As shown in Table 1, we found that the MICs of ciprofloxacin were within the accepted ranges for all tested organisms (7) (and those for enrofloxacin were within the provisional ranges under consideration by the NCCLS) (5). However, the MICs of all three veterinary fluoroquinolones failed to fall within the accepted ciprofloxacin ranges for at least one organism. The marbofloxacin MIC did not mirror that of ciprofloxacin for P. aeruginosa, while enrofloxacin MICs for the two gram-negative organisms, P. aeruginosa and E. coli, differed significantly from those of ciprofloxacin. Orbifloxacin showed the most generalized deficit; its MICs for all four organisms were different from those of ciprofloxacin. Although a representative antimicrobial need not necessarily match MICs of other drugs in the class, the failure of ciprofloxacin to do so means that, in the absence of pharmacokinetic data for the other antimicrobials tested here, there is no rationale to assign it the role of representative.

P. aeruginosa is an important veterinary pathogen against which fluoroquinolones are commonly used (3). Since all three of the drugs tested here failed to reproduce the ciprofloxacin MIC for a QC strain of this organism, we sought to further investigate the clinical significance of these findings. We chose 10 clinical isolates (obtained from the North Carolina State University Veterinary Teaching Hospital and the Rollins Animal Disease Diagnostic Laboratory) and tested the MIC of each for the four antimicrobials. Antimicrobials were tested in the following ranges: ciprofloxacin, 0.157 to 5.0 µg/ml; enrofloxacin, 1.25 to 5.0 µg/ml; marbofloxacin, 0.625 to 5.0 µg/ml; orbifloxacin, 0.625 to 5.0 µg/ml.

Four of the ten strains had a ciprofloxacin MIC of less than 1 µg/ml and so were considered susceptible (7), while the remaining six were resistant (Table 2). We anticipated that for those strains for which MICs of ciprofloxacin were low, MICs of the other three fluoroquinolones would be correspondingly low, while higher ciprofloxacin MICs would correspond to higher MICs of the others. We found, however, that there was no apparent correlation between ciprofloxacin MIC and those of any of the other fluoroquinolones. Most striking among these was orbifloxacin, for which all MICs, regardless of those for ciprofloxacin, were the same; 5 µg/ml.

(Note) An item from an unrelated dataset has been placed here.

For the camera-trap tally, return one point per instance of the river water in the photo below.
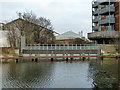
(61, 74)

The results presented here show that ciprofloxacin does not provide an adequate representative for assessing the in vitro susceptibility of fluoroquinolones used in veterinary medicine. MICs of three of these antimicrobials failed, for some bacterial species, to mirror the ciprofloxacin MIC when we used QC strains. We also found no correlation between ciprofloxacin susceptibility and that of the other three fluoroquinolones when using clinical isolates of P. aeruginosa, suggesting that, at least for this organism, ciprofloxacin does not provide an acceptable alternative for susceptibility testing. It also appears that for these P. aeruginosa isolates, ciprofloxacin is more active than the veterinary fluoroquinolones in vitro. This work shows that fluoroquinolones used in veterinary medicine require their own standardized MIC ranges to ensure accurate interpretation of susceptibility tests.